- Country: China
- Location: Linkou County of Heilongjiang Province
- Coordinates: 45°25′38.52″N 129°47′42.53″E﻿ / ﻿45.4273667°N 129.7951472°E
- Purpose: Power, flood control, irrigation
- Status: Operational
- Construction began: 1992
- Opening date: 1996; 30 years ago

Dam and spillways
- Type of dam: Embankment, concrete-face rock-fill
- Impounds: Mudan River
- Height: 71.8 m (236 ft)
- Length: 902 m (2,959 ft)
- Width (crest): 8 m (26 ft)
- Dam volume: 3,900,000 m^{3} (5,100,000 cu yd)
- Spillway type: Controlled chute
- Spillway capacity: 18,570 m^{3}/s (656,000 cu ft/s)

Reservoir
- Creates: Lianhua Reservoir
- Total capacity: 4,180,000,000 m^{3} (3,390,000 acre⋅ft)
- Catchment area: 30,200 km^{2} (11,700 mi^{2})
- Normal elevation: 218 m (715 ft)

Lianhua Hydropower Plant
- Operator: Mudanjiang General Hydropower Plant
- Commission date: 1996-1998
- Type: Conventional
- Turbines: 4 x 137.5 MW Francis-type
- Installed capacity: 550 MW

= Lianhua Dam =

Dam in Heilongjiang Province, China

The Lianhua Dam is a concrete-face rock-fill dam on the Mudan River in Linkou County of Heilongjiang Province, China. It is located about 95 km north of Mudanjiang.
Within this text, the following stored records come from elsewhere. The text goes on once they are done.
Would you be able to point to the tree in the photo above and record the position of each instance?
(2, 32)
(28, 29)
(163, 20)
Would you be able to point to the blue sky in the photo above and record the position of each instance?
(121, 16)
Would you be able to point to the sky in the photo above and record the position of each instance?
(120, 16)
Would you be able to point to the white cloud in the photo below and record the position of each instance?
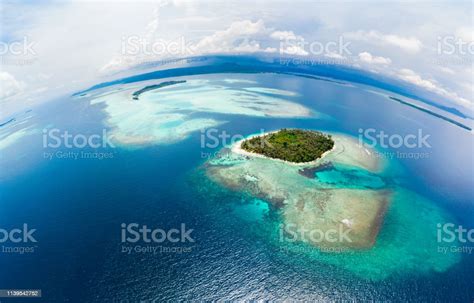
(240, 36)
(9, 85)
(465, 33)
(408, 44)
(367, 57)
(290, 43)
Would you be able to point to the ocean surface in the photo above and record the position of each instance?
(78, 205)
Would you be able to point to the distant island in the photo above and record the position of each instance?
(293, 145)
(155, 86)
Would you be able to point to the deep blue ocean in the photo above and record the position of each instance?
(78, 206)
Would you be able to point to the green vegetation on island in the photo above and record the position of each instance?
(293, 145)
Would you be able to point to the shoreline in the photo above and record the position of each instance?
(236, 148)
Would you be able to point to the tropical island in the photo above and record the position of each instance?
(293, 145)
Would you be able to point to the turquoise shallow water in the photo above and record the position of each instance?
(78, 206)
(345, 176)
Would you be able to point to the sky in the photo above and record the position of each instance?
(52, 48)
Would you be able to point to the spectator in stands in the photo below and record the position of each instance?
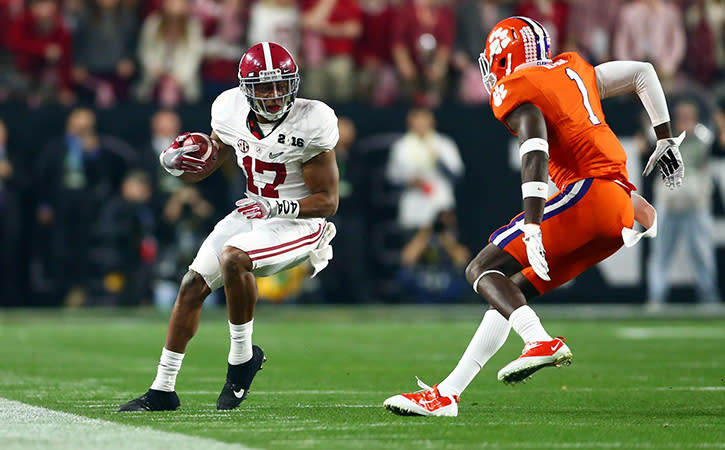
(433, 262)
(651, 30)
(425, 164)
(705, 23)
(349, 282)
(473, 18)
(74, 174)
(11, 82)
(104, 45)
(590, 27)
(184, 216)
(165, 126)
(123, 245)
(423, 35)
(686, 215)
(552, 14)
(170, 53)
(11, 184)
(276, 21)
(224, 23)
(43, 53)
(376, 73)
(339, 24)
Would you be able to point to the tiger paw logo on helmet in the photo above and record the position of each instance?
(498, 94)
(498, 40)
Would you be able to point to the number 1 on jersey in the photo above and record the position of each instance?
(585, 95)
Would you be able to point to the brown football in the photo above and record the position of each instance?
(208, 148)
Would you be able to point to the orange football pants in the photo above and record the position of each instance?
(582, 226)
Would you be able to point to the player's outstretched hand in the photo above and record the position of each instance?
(176, 156)
(535, 250)
(667, 157)
(254, 207)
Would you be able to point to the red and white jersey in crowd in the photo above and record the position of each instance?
(273, 161)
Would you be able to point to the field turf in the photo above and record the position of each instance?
(634, 382)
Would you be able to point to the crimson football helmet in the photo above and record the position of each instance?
(512, 43)
(269, 78)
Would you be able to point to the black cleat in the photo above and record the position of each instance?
(239, 378)
(153, 400)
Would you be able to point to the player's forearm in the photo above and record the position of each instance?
(663, 131)
(534, 183)
(626, 77)
(320, 204)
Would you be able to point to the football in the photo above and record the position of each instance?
(208, 148)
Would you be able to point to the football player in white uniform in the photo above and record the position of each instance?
(284, 145)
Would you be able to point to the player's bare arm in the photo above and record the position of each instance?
(321, 178)
(212, 165)
(528, 122)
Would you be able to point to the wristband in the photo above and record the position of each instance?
(535, 189)
(287, 209)
(174, 172)
(532, 145)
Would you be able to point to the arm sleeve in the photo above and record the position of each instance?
(626, 77)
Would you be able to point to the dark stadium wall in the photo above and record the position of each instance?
(487, 198)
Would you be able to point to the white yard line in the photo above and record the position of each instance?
(25, 427)
(671, 332)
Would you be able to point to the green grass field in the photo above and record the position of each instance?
(633, 383)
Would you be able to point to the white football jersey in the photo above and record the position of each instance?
(273, 164)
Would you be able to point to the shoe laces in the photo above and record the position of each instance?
(423, 386)
(530, 345)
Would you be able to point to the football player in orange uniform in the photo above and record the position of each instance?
(554, 107)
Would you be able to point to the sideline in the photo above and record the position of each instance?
(32, 427)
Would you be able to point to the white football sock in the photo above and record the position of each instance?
(240, 349)
(488, 339)
(526, 323)
(169, 366)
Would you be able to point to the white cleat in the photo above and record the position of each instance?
(428, 402)
(536, 355)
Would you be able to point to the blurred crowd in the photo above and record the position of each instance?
(380, 51)
(104, 224)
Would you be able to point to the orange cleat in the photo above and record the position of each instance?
(428, 402)
(536, 355)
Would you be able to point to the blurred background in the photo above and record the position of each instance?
(91, 91)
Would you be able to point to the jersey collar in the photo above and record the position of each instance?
(255, 129)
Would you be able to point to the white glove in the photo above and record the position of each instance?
(254, 207)
(535, 250)
(321, 256)
(667, 157)
(175, 159)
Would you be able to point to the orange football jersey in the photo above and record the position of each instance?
(581, 144)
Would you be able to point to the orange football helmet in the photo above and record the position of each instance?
(514, 42)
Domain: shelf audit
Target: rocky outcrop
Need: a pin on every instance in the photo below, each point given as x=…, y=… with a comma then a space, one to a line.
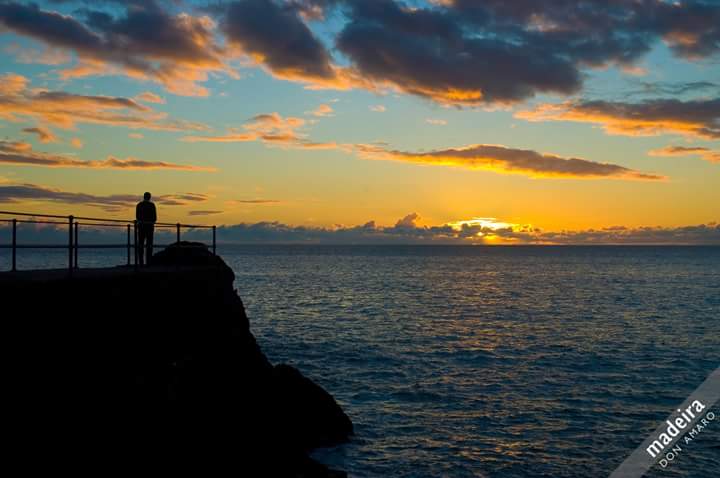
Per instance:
x=155, y=369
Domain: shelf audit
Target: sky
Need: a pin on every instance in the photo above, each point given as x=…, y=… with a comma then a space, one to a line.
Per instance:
x=461, y=121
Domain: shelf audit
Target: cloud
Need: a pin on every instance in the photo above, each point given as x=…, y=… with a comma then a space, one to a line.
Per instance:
x=149, y=97
x=252, y=201
x=203, y=213
x=454, y=52
x=269, y=128
x=276, y=37
x=25, y=192
x=705, y=153
x=21, y=154
x=44, y=56
x=508, y=160
x=694, y=118
x=473, y=231
x=322, y=110
x=66, y=110
x=45, y=135
x=146, y=42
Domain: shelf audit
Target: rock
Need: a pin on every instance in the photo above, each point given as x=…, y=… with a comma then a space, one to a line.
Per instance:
x=157, y=369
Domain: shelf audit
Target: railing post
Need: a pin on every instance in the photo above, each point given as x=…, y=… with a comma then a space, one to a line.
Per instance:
x=129, y=244
x=135, y=242
x=77, y=224
x=70, y=243
x=14, y=245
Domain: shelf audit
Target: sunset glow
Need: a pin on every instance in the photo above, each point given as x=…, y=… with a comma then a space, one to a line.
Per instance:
x=324, y=114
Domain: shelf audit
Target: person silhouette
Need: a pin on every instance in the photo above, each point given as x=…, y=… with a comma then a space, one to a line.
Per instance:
x=146, y=215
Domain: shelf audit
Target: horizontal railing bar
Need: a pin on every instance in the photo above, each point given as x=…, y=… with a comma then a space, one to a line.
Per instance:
x=87, y=246
x=25, y=221
x=9, y=213
x=84, y=218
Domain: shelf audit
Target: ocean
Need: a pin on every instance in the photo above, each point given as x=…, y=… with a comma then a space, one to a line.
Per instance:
x=486, y=361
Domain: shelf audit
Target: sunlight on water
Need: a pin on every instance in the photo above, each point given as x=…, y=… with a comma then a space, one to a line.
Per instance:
x=512, y=362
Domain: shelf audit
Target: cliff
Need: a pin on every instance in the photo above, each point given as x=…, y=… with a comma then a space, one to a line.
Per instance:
x=154, y=369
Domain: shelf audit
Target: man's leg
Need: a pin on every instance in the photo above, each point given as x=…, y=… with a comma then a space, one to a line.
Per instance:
x=141, y=245
x=149, y=239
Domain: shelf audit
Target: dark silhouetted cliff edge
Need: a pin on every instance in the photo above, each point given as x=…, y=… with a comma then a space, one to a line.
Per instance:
x=154, y=370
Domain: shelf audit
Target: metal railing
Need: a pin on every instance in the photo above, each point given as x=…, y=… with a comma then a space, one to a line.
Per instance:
x=73, y=224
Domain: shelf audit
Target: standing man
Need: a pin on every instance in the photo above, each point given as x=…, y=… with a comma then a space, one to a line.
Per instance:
x=146, y=215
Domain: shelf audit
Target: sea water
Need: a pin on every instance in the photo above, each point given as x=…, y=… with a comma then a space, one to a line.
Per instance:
x=486, y=361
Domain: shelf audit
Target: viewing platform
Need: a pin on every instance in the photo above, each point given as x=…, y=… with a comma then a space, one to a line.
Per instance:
x=74, y=225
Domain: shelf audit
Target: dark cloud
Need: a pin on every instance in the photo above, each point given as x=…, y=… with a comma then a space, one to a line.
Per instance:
x=146, y=42
x=471, y=52
x=425, y=53
x=705, y=153
x=509, y=160
x=45, y=135
x=22, y=154
x=402, y=233
x=19, y=193
x=699, y=118
x=62, y=109
x=459, y=52
x=408, y=231
x=277, y=37
x=203, y=213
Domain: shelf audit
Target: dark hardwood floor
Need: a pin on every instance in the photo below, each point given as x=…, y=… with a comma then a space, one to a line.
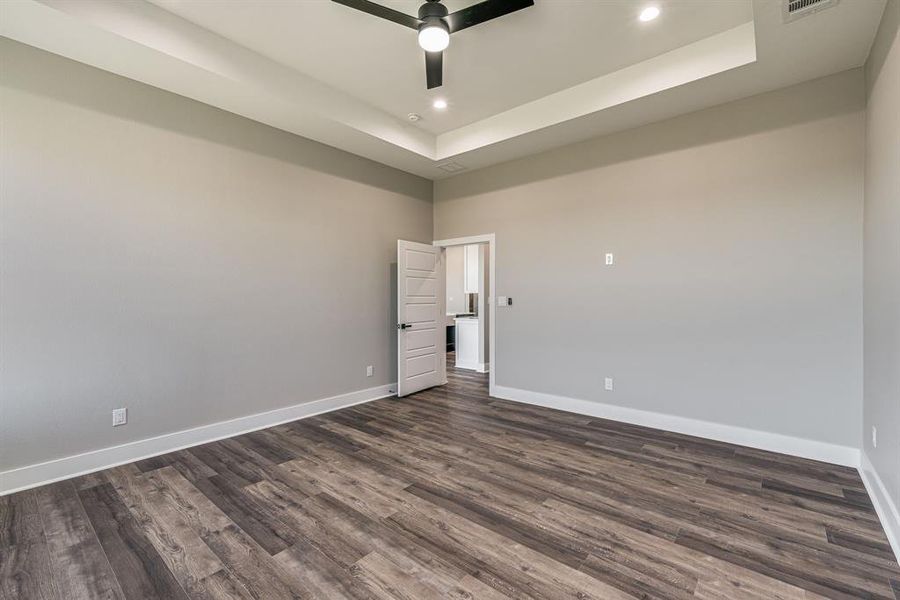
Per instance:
x=449, y=494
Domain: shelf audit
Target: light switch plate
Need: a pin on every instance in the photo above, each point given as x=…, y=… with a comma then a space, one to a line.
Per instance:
x=120, y=416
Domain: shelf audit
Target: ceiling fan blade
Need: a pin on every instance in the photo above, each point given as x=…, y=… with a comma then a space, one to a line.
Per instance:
x=484, y=11
x=434, y=69
x=382, y=11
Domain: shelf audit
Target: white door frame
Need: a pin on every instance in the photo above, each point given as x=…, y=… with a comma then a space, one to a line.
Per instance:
x=491, y=241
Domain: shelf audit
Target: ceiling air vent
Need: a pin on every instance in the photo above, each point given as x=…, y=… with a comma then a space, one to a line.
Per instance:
x=797, y=9
x=451, y=167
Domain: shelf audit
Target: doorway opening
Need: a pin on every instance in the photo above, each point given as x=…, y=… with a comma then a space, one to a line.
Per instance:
x=445, y=306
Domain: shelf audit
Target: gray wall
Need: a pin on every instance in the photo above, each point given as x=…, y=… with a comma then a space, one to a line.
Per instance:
x=736, y=296
x=189, y=264
x=881, y=406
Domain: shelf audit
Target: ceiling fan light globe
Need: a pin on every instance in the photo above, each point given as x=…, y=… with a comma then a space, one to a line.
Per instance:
x=433, y=38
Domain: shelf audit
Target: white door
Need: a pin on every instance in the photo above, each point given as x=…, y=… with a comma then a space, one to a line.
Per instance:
x=421, y=334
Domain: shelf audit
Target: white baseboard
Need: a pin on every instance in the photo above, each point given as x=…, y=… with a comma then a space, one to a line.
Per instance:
x=762, y=440
x=884, y=504
x=31, y=476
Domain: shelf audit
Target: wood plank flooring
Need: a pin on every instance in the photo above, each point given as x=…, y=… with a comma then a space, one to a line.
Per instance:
x=450, y=494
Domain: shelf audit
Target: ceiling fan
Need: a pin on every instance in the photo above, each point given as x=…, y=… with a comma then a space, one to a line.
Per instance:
x=435, y=25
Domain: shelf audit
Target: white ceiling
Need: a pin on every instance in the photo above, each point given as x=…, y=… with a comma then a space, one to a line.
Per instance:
x=527, y=55
x=555, y=73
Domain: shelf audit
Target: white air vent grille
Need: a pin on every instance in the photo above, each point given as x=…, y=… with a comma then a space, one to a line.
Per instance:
x=797, y=9
x=451, y=167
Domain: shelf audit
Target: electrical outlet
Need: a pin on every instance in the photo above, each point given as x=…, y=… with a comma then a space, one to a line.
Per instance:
x=120, y=416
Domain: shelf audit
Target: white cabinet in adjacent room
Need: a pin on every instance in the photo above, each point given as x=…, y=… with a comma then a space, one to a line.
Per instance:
x=467, y=342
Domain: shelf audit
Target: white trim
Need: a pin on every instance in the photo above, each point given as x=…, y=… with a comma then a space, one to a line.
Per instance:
x=884, y=504
x=43, y=473
x=763, y=440
x=491, y=240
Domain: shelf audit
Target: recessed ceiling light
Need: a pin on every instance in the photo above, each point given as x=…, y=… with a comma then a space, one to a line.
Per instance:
x=649, y=13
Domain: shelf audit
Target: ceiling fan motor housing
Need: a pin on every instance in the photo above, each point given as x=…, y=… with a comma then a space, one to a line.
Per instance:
x=432, y=10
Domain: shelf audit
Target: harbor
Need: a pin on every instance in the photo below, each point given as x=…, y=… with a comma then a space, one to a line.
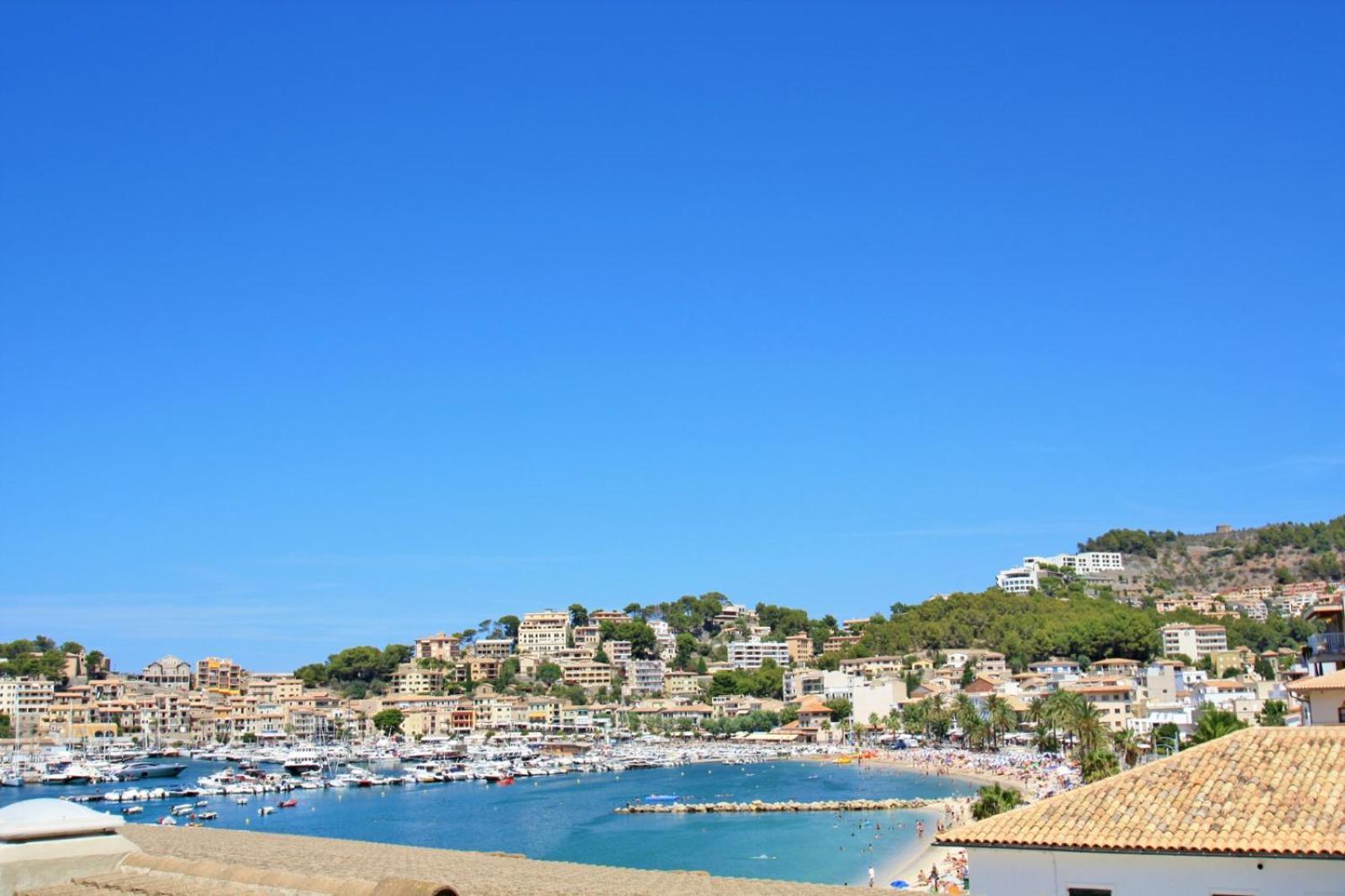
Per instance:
x=564, y=815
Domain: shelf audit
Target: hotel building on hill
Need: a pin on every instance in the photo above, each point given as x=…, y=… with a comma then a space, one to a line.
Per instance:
x=1255, y=811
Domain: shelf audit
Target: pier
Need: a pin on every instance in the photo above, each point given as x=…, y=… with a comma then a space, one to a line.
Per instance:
x=757, y=806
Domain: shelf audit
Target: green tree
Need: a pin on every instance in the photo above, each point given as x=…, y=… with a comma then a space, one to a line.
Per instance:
x=1167, y=737
x=645, y=643
x=1273, y=714
x=1214, y=724
x=1126, y=746
x=1000, y=717
x=389, y=721
x=841, y=708
x=509, y=625
x=993, y=799
x=1098, y=764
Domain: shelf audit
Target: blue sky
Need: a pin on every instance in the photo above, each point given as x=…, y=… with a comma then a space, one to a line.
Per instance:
x=345, y=323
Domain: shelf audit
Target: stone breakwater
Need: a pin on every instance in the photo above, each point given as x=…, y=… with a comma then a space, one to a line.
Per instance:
x=757, y=806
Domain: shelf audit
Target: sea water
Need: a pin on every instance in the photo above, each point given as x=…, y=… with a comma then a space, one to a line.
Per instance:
x=572, y=818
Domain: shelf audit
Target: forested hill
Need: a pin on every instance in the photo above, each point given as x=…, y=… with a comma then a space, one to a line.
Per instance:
x=1062, y=620
x=1271, y=555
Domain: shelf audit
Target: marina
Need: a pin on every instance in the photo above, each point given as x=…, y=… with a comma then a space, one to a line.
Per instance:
x=564, y=809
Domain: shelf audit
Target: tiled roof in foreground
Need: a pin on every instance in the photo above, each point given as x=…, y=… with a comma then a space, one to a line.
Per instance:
x=1259, y=791
x=1331, y=681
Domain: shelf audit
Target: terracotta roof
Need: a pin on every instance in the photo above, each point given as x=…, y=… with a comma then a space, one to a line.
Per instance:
x=811, y=707
x=1332, y=681
x=1261, y=791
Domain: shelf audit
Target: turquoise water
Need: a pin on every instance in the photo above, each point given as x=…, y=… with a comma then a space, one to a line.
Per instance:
x=571, y=818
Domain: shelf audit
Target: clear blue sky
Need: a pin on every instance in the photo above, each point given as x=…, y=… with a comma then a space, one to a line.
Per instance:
x=345, y=323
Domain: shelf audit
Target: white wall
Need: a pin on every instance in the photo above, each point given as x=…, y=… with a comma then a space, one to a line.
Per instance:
x=1324, y=708
x=1021, y=872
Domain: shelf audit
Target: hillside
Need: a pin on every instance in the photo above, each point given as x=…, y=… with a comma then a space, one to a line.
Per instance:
x=1271, y=555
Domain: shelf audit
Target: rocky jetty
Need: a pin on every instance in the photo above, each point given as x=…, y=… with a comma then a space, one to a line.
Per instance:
x=757, y=806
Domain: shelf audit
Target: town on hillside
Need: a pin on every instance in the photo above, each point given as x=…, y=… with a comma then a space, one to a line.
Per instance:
x=972, y=669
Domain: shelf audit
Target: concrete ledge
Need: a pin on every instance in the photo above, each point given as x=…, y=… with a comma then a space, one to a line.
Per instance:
x=46, y=862
x=279, y=878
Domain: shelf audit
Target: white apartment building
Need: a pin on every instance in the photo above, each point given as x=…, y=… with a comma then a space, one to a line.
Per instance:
x=493, y=647
x=26, y=701
x=1250, y=609
x=878, y=698
x=168, y=672
x=1020, y=580
x=446, y=647
x=544, y=633
x=1086, y=564
x=750, y=654
x=1194, y=640
x=645, y=676
x=665, y=636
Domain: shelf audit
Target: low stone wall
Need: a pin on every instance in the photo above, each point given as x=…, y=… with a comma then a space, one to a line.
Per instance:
x=757, y=806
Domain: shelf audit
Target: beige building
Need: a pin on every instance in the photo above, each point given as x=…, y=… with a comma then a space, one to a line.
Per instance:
x=587, y=673
x=681, y=683
x=1322, y=698
x=873, y=667
x=493, y=647
x=1194, y=640
x=168, y=672
x=275, y=687
x=26, y=701
x=645, y=676
x=1116, y=703
x=800, y=647
x=588, y=635
x=414, y=678
x=446, y=647
x=544, y=633
x=219, y=674
x=837, y=643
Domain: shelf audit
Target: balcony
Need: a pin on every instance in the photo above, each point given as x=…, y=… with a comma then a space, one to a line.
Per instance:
x=1328, y=647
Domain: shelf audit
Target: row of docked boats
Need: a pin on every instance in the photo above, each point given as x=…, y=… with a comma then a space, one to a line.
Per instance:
x=313, y=767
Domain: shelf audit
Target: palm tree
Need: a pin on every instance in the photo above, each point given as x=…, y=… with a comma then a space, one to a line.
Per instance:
x=977, y=734
x=965, y=710
x=1127, y=747
x=1273, y=714
x=993, y=799
x=1214, y=724
x=1098, y=764
x=935, y=716
x=1001, y=717
x=1089, y=730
The 71.8 m tall dam serves several purposes to include hydroelectric power generation, flood control and water supply for irrigation. The dam withholds a large 4180000000 m3 capacity reservoir and supports a 550 MW power station. Construction on the dam began in November 1992 and its first 137.5 MW Francis turbine-generator was operational in December 1996. Two more generators were commissioned on 12 December 1997 and the remaining generator was commissioned on 28 September 1998. It is the first large modern water conservancy project in Heilongjiang. The dam's reservoir displaced 40,000 people and will serve as the lower reservoir for the Huanggou Pumped Storage Power Station when it is complete.